Here, the transition is used as proposal distribution and a resampling step is utilized to handle the phenomenon of weight degeneracy.
The state $\mStateVec$ is given by
\begin{equation}
\mStateVec = (x, y, z, \mStateHeading),\enskip
x, y, z, \mStateHeading \in \R \enspace,
\end{equation}
\noindent where $x, y, z$ represent the position in 3D space and $\mStateHeading$ is the user's current (absolute) heading.
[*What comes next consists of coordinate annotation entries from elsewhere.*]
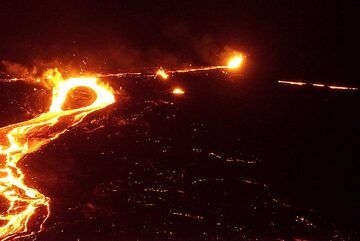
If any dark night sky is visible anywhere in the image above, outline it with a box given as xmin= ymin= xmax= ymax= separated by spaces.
xmin=0 ymin=0 xmax=360 ymax=84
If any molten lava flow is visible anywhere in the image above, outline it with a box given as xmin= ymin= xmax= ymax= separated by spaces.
xmin=172 ymin=88 xmax=185 ymax=95
xmin=0 ymin=73 xmax=115 ymax=240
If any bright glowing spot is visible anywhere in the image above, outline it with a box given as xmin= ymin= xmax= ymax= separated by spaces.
xmin=329 ymin=85 xmax=358 ymax=90
xmin=172 ymin=88 xmax=185 ymax=95
xmin=156 ymin=68 xmax=169 ymax=79
xmin=311 ymin=84 xmax=325 ymax=87
xmin=227 ymin=55 xmax=244 ymax=69
xmin=278 ymin=80 xmax=306 ymax=85
xmin=0 ymin=70 xmax=115 ymax=240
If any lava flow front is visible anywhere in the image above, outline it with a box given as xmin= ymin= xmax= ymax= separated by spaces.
xmin=0 ymin=72 xmax=115 ymax=240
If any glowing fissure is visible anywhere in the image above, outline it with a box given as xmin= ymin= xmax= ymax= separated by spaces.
xmin=0 ymin=73 xmax=115 ymax=240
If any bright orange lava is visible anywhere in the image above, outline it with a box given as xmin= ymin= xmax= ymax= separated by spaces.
xmin=227 ymin=55 xmax=244 ymax=69
xmin=172 ymin=88 xmax=185 ymax=95
xmin=156 ymin=68 xmax=169 ymax=79
xmin=0 ymin=70 xmax=115 ymax=240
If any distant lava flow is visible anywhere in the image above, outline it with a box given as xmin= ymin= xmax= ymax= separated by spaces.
xmin=0 ymin=72 xmax=115 ymax=240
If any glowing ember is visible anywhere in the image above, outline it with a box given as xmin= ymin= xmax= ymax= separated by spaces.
xmin=156 ymin=68 xmax=169 ymax=79
xmin=227 ymin=55 xmax=244 ymax=69
xmin=278 ymin=80 xmax=358 ymax=90
xmin=172 ymin=88 xmax=185 ymax=95
xmin=278 ymin=80 xmax=306 ymax=85
xmin=0 ymin=70 xmax=115 ymax=240
xmin=311 ymin=84 xmax=326 ymax=87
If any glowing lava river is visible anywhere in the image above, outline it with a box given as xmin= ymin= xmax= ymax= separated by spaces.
xmin=0 ymin=73 xmax=115 ymax=240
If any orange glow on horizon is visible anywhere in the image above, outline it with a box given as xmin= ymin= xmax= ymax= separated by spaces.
xmin=0 ymin=70 xmax=115 ymax=240
xmin=172 ymin=87 xmax=185 ymax=95
xmin=156 ymin=68 xmax=169 ymax=79
xmin=227 ymin=54 xmax=244 ymax=69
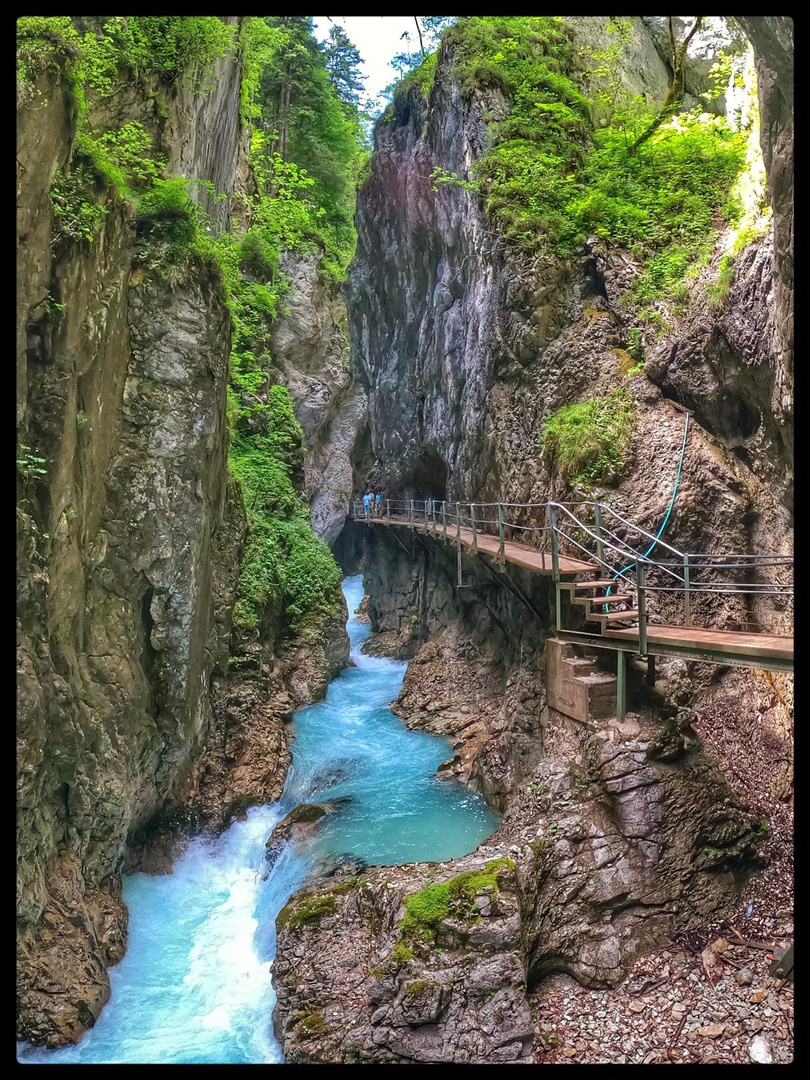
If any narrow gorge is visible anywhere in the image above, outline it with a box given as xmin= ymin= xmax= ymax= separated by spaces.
xmin=16 ymin=16 xmax=794 ymax=1064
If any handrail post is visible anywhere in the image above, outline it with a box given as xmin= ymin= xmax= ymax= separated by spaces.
xmin=593 ymin=502 xmax=605 ymax=567
xmin=498 ymin=502 xmax=507 ymax=572
xmin=549 ymin=502 xmax=563 ymax=631
xmin=636 ymin=558 xmax=647 ymax=657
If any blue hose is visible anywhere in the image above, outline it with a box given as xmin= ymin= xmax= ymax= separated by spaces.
xmin=605 ymin=413 xmax=689 ymax=596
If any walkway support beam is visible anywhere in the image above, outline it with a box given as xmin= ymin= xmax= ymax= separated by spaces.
xmin=549 ymin=503 xmax=563 ymax=631
xmin=593 ymin=502 xmax=605 ymax=566
xmin=636 ymin=558 xmax=647 ymax=657
xmin=616 ymin=652 xmax=627 ymax=724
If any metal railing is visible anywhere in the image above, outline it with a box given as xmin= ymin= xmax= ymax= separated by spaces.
xmin=350 ymin=499 xmax=794 ymax=639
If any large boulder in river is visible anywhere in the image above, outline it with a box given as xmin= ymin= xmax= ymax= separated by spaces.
xmin=265 ymin=797 xmax=350 ymax=866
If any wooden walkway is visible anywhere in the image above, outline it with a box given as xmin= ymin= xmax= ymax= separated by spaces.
xmin=603 ymin=623 xmax=793 ymax=670
xmin=365 ymin=516 xmax=794 ymax=671
xmin=369 ymin=516 xmax=599 ymax=576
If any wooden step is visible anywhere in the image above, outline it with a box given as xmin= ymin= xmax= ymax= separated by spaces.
xmin=573 ymin=593 xmax=633 ymax=606
xmin=586 ymin=610 xmax=638 ymax=625
xmin=573 ymin=578 xmax=617 ymax=589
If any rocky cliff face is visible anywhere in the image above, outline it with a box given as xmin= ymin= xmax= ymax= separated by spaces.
xmin=274 ymin=19 xmax=792 ymax=1063
xmin=17 ymin=17 xmax=348 ymax=1045
xmin=17 ymin=44 xmax=243 ymax=1044
xmin=272 ymin=254 xmax=366 ymax=544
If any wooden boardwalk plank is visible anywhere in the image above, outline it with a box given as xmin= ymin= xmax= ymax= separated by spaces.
xmin=360 ymin=517 xmax=794 ymax=666
xmin=605 ymin=622 xmax=793 ymax=660
xmin=371 ymin=517 xmax=598 ymax=575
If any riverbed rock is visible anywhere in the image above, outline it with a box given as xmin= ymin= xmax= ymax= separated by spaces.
xmin=265 ymin=798 xmax=349 ymax=866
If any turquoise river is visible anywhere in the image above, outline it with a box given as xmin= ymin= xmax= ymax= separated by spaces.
xmin=18 ymin=577 xmax=499 ymax=1065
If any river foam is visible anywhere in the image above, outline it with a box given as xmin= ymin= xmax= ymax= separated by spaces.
xmin=18 ymin=577 xmax=499 ymax=1064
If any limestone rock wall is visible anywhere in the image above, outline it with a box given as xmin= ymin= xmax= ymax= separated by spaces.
xmin=17 ymin=29 xmax=348 ymax=1045
xmin=271 ymin=253 xmax=366 ymax=544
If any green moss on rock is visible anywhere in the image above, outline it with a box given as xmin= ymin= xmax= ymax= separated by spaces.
xmin=392 ymin=859 xmax=515 ymax=956
xmin=275 ymin=892 xmax=337 ymax=930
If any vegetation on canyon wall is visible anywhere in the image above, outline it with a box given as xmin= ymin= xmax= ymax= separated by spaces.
xmin=17 ymin=16 xmax=365 ymax=633
xmin=425 ymin=16 xmax=746 ymax=303
xmin=541 ymin=387 xmax=635 ymax=486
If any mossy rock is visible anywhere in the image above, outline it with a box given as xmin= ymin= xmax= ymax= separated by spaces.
xmin=296 ymin=1012 xmax=327 ymax=1039
xmin=275 ymin=890 xmax=337 ymax=930
xmin=400 ymin=859 xmax=515 ymax=946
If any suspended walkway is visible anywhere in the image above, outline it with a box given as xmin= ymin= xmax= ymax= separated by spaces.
xmin=350 ymin=499 xmax=794 ymax=719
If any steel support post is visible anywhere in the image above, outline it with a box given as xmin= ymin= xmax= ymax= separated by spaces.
xmin=498 ymin=502 xmax=507 ymax=571
xmin=593 ymin=502 xmax=605 ymax=568
xmin=636 ymin=558 xmax=647 ymax=657
xmin=647 ymin=652 xmax=656 ymax=686
xmin=549 ymin=503 xmax=563 ymax=631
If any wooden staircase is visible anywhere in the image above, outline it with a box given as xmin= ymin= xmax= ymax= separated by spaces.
xmin=559 ymin=570 xmax=638 ymax=633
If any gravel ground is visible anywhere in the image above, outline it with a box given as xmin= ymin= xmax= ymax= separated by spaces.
xmin=530 ymin=933 xmax=794 ymax=1065
xmin=530 ymin=682 xmax=794 ymax=1065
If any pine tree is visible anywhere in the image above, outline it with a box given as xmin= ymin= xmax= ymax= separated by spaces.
xmin=324 ymin=26 xmax=366 ymax=109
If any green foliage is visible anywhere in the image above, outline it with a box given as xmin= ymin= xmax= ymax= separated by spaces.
xmin=276 ymin=892 xmax=337 ymax=930
xmin=296 ymin=1012 xmax=326 ymax=1039
xmin=17 ymin=443 xmax=48 ymax=480
xmin=50 ymin=164 xmax=107 ymax=248
xmin=17 ymin=15 xmax=235 ymax=112
xmin=254 ymin=15 xmax=365 ymax=276
xmin=391 ymin=859 xmax=515 ymax=957
xmin=98 ymin=121 xmax=163 ymax=187
xmin=229 ymin=388 xmax=340 ymax=633
xmin=394 ymin=53 xmax=438 ymax=104
xmin=17 ymin=15 xmax=81 ymax=108
xmin=425 ymin=16 xmax=745 ymax=303
xmin=390 ymin=942 xmax=414 ymax=968
xmin=541 ymin=388 xmax=635 ymax=485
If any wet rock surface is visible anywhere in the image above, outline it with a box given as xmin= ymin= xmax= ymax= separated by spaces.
xmin=17 ymin=46 xmax=348 ymax=1045
xmin=274 ymin=699 xmax=773 ymax=1063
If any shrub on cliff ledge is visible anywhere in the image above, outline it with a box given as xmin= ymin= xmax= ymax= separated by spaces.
xmin=425 ymin=16 xmax=746 ymax=301
xmin=541 ymin=388 xmax=635 ymax=485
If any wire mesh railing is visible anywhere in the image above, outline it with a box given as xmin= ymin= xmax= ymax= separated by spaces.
xmin=350 ymin=498 xmax=794 ymax=643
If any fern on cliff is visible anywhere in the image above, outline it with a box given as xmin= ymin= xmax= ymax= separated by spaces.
xmin=419 ymin=16 xmax=745 ymax=301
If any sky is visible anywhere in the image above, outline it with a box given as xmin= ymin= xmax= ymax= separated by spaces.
xmin=313 ymin=15 xmax=419 ymax=110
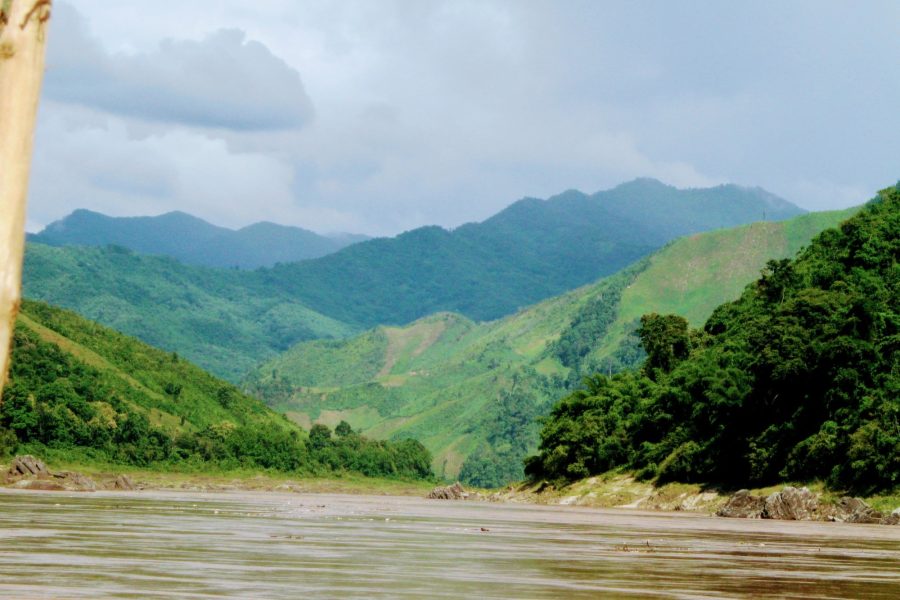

In context of particle filtering, a particle is thus a weighted representation of one possible state $\mStateVec$.
The observation vector is defined as
\begin{equation}
\mObsVec = (\mRssiVec_\text{wifi}, \mObsHeading, \mObsSteps, \mObsActivity) \enspace .
\end{equation}
\noindent Here, $\mRssiVec_\text{wifi}$ contains the signal strength measurements of all \docAP{}s currently visible to the phone. $\mObsHeading$ provides the relative angular change and $\mObsSteps$ the number of steps since the last filter-step.
The result of a simple activity recognition using the phone's barometer and acceleromter is given by $\mObsActivity$, which is one of: "standing", "walking", "walking up" or "walking down".